Alors que le gouvernement relance officiellement les travaux de la centrale hydroélectrique de Katende, une voix s’élève depuis le Kasaï Central pour dénoncer les « non-dits » d’un projet emblématique, mais longtemps enlisé dans les scandales et l’oubli.
Censée symboliser la réconciliation, la cohésion et le redressement économique de tout le Grand Kasaï, la centrale hydroélectrique de Katende continue de diviser. Trois jours après la relance en grande pompe du chantier, annoncée lors d’une cérémonie organisée à Kinshasa sous l’égide des Ministres Doudou Fwamba et Teddy Lwamba, une déclaration choc est venue refroidir les enthousiasmes. Intitulée « Non à la mythomanie, non à la démagogie, nous voulons du concret sur Katende », elle émane de la Dynamique Chutes Mbombo (DYCM), un collectif citoyen basé à Kananga.

Dans leur texte lu devant sasastudio.net, les membres de la DYCM saluent la volonté politique exprimée par les autorités nationales, mais dénoncent le lieu choisi pour cet acte inaugural :
« Une cérémonie à plus de mille kilomètres du site réel des travaux ? N’est-ce pas là un mépris pour les Centre-Kasaiens ? » s’interroge la coordination.
Et d’ajouter avec ironie :
« Serait-ce par manque de route d’accès à Katende que Kinshasa a été préférée ? »

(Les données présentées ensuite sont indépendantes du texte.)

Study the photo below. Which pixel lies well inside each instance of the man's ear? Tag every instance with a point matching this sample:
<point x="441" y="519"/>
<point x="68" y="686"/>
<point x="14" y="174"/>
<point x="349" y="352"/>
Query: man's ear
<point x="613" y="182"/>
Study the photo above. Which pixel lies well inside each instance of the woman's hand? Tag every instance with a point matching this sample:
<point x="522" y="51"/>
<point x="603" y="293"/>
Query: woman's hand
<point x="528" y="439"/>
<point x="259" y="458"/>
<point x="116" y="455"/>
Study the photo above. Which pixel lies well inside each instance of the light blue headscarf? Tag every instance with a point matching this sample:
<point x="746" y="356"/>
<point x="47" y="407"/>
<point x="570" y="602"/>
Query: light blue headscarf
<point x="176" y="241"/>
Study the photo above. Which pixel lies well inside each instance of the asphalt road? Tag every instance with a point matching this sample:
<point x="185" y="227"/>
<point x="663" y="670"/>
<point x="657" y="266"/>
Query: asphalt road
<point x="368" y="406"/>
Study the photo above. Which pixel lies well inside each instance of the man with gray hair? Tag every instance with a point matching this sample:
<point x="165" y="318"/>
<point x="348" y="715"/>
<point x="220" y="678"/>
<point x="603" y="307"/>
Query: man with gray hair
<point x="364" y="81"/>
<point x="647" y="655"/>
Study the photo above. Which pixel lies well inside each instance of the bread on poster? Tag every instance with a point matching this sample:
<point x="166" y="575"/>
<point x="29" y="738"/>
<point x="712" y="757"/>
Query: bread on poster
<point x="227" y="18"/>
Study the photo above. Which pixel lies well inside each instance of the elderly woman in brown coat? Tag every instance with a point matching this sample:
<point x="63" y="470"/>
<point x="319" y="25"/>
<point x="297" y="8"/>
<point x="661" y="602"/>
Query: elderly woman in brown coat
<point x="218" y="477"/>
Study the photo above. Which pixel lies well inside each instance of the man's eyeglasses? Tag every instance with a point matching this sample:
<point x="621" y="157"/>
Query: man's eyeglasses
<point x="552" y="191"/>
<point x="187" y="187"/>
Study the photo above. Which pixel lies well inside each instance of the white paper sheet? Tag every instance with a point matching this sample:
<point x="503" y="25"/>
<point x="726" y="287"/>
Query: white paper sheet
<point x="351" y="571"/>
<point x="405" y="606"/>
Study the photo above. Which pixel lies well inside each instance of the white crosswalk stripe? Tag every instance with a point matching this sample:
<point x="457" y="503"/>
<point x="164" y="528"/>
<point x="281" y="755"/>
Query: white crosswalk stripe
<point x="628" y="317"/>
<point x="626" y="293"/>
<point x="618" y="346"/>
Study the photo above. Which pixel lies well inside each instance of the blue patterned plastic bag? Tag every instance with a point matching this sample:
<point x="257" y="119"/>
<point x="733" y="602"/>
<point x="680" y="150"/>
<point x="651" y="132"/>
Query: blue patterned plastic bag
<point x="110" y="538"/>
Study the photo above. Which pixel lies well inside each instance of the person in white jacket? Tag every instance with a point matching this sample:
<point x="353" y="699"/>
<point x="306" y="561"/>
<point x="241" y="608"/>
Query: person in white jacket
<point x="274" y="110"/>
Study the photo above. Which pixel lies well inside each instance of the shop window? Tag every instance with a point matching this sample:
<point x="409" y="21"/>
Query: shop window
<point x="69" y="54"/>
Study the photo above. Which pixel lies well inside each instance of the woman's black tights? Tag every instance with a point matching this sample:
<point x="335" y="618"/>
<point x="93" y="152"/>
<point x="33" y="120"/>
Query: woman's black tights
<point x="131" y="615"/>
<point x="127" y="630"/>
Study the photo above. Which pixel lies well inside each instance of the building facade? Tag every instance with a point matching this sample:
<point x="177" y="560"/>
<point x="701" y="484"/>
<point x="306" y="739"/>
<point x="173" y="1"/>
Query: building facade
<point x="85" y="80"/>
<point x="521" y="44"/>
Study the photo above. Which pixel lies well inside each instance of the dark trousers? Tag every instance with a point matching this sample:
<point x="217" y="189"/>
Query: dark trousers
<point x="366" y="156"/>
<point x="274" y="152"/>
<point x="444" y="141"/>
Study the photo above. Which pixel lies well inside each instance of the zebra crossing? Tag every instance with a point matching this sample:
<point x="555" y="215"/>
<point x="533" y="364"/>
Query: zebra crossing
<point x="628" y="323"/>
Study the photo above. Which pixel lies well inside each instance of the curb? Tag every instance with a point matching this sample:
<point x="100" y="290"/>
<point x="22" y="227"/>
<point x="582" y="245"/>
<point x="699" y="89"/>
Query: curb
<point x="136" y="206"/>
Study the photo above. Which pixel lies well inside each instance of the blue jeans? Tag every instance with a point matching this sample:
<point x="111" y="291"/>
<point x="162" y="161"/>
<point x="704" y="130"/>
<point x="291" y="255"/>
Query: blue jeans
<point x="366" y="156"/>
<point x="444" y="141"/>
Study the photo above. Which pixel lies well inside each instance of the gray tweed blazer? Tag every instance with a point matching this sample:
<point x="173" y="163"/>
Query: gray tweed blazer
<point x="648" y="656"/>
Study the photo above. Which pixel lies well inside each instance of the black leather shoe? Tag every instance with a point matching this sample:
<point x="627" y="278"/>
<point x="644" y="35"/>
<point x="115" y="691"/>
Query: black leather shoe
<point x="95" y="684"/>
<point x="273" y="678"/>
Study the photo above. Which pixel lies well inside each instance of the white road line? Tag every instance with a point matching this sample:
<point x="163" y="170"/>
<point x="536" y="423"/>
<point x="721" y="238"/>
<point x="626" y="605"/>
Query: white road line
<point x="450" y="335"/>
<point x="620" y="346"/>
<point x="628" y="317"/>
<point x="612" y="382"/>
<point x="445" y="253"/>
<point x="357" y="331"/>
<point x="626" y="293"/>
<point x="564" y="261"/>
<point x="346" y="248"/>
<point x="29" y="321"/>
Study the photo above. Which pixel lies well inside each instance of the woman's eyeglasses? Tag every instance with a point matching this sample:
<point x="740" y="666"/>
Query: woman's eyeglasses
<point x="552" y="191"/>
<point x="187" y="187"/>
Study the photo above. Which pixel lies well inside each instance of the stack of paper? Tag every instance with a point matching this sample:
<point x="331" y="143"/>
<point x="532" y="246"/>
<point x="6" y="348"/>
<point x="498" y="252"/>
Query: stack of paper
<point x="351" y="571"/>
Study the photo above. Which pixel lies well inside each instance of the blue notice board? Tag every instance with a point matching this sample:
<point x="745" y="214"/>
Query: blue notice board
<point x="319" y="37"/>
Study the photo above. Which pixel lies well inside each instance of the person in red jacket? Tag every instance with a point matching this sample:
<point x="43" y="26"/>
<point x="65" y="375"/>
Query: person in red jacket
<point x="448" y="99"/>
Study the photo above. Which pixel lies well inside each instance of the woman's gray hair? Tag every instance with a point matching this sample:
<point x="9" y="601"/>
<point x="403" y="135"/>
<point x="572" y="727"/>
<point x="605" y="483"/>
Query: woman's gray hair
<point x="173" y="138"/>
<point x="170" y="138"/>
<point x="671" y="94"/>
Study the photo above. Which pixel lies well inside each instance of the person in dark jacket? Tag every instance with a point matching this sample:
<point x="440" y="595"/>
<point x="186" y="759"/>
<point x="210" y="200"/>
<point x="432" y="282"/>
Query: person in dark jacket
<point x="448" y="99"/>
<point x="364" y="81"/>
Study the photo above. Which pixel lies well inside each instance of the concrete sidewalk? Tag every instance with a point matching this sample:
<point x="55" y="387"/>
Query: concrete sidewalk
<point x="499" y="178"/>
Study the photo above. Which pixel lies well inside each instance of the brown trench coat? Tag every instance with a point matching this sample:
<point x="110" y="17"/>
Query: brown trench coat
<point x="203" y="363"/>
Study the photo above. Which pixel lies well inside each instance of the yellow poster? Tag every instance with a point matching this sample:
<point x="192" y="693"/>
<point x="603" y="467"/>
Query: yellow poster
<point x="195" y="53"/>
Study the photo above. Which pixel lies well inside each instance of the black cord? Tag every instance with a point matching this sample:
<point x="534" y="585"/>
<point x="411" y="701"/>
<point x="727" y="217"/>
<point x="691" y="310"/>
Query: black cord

Au cœur de la colère : la gestion trouble du projet depuis son lancement dans les années 2010. En 2015 déjà, des montants astronomiques avaient été alloués — près de 390 millions de dollars — pour un chantier que les autorités d’alors déclaraient « achevé à plus de 60% ». Une affirmation que conteste la DYCM :
« Le vrai taux ne dépassait même pas 10% », accuse-t-elle, exigeant des comptes sur les fonds dépensés et les auteurs présumés de détournements.
La récente rallonge budgétaire de 200 millions USD, débloquée par le FOMIN (Fonds de Modernisation des Infrastructures), suscite tout autant de méfiance. Selon la DYCM, une partie de ces fonds aurait servi à transporter « du matériel brûlé et pourri entreposé à Lubumbashi depuis 2015 », et à financer une cérémonie « cosmétique » de relance dans la capitale.
Pour les militants du Kasaï Central, il n’est plus question de rester silencieux. Ils réclament un audit technique et financier indépendant, une implication accrue des élus locaux et une prise de participation directe de l’État dans le projet MBOMBO — un autre projet hydroélectrique de la région — pour en renforcer la puissance, plutôt que de tout laisser au secteur privé.

Pour conclure la Dynamique appelle à la vigilance lancé au Président Félix Tshisekedi et à la Première ministre Judith Suminwa, tous deux salués par les ministres comme architectes du redémarrage de Katende :
« Que le Chef de l’État ouvre l’œil afin qu’il ne soit pas une fois de plus roulé », prévient le texte, pointant le risque d’un remake des erreurs du passé.
Le projet Katende, d’une puissance annoncée de 64 MW, est stratégique pour électrifier une grande partie du Grand Kasaï et relancer l’économie locale, longtemps marginalisée. Officiellement, plus de 50 000 foyers devraient bénéficier de cette première phase. Mais entre symbolisme politique, mémoire collective douloureuse et soupçons de détournements, le chantier reste aussi un révélateur du gouffre qui sépare parfois Kinshasa des réalités de l’arrière-pays.

En somme, si Katende doit incarner l’espoir, il devra aussi se construire sur la transparence. Car la défiance citoyenne ne se dissipera pas avec des discours, mais avec des actes. Concrets. Visibles. Et mesurables, cette fois, depuis Kananga.